Uncertainty and turmoil gripped the U.S. Agency for International Development for a second day, as employees locked out of their offices braced for potential cuts to the work force, while Democrats denounced the Trump administration for what they said was an illegal power grab.
Secretary of State Marco Rubio, who took control of U.S.A.I.D. as its acting administrator on Monday, insisted during a Fox News interview that night that the takeover was “not about getting rid of foreign aid,” and that the goal had been to reform the agency.
“But now we have rank insubordination,” he said, adding that U.S.A.I.D. employees had been “completely uncooperative, so we had no choice but to take dramatic steps to bring this thing under control.”
On Monday night, most senior officials at U.S.A.I.D. received an email from Erica Y. Carr, the acting executive secretary, asking for the “leanest essential personnel numbers” they would need “in order to provide essential services only,” according to a copy viewed by The New York Times. They were given less than an hour to furnish the lists.
The email was the latest sign that Mr. Rubio and Pete Marocco, the State Department’s foreign assistance director whom Mr. Rubio named as his deputy to run day-to-day operations at the agency, plan to drastically scale back the operations of the government’s lead agency for humanitarian aid and international development.
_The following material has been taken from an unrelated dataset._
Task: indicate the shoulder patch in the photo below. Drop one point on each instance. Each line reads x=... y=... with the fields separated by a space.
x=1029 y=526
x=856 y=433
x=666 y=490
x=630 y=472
Many of the agency’s senior staff were put on leave last week, after representatives of Elon Musk, the tech magnate whom President Trump has empowered to run a cost-cutting task force, entered headquarters and began to take over its operations. On Saturday, the agency’s two top security officials were put on administrative leave after they tried to prevent Mr. Musk’s representatives from entering secure spaces and getting access to classified materials for which they lacked the proper security clearances.